For all their marketing skills, C-beauty brands still have relatively limited capabilities in product formula development, and most buy in formula from outside manufacturers. To improve their R&D capabilities and move upmarket, some C-beauty players are now working closely with suppliers of cosmetics ingredients, original equipment manufacturers (OEMs), independent R&D institutions, and industry experts.
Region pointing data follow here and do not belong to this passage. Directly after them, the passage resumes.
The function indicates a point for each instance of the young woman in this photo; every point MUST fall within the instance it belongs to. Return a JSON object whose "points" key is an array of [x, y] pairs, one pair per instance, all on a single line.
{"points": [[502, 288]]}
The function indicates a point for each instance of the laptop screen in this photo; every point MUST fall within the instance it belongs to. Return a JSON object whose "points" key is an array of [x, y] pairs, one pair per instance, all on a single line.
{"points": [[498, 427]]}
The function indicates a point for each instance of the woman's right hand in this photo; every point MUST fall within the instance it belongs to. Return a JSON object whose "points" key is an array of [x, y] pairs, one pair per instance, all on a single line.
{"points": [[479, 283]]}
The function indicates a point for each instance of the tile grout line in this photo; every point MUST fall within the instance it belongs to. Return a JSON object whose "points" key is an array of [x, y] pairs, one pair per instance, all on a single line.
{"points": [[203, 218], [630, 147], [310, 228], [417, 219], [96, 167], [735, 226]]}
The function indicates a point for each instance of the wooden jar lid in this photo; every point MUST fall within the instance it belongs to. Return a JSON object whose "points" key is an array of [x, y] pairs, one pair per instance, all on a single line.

These arrangements are evolving into formal development ecosystems centered on the brands. Perfect Diary has established “Open Lab,” while Florasis has set up the “Eastern Makeup Research Center.” Both setups help the brands make the most of different capabilities in formula development, and they will help them come up with proprietary formula, which is a major competitive advantage.

The Future Of C-beauty

Innovations at all stages of the product cycle have the potential to propel C-beauty brands to further gains in their home market and perhaps expand overseas too. While international beauty product makers are still ahead in formula development, C-beauty brands could make strides in coming years thanks to their new development ecosystems.

The success of C-beauty brands is an example of China showing the way in new, agile methods of product innovation, and the techniques suggest ways forward for international brands in many categories. Collaboration and opinion gathering can be leveraged into higher-quality products that resonate with consumers.
 

 Essie Zhou also participated in this article.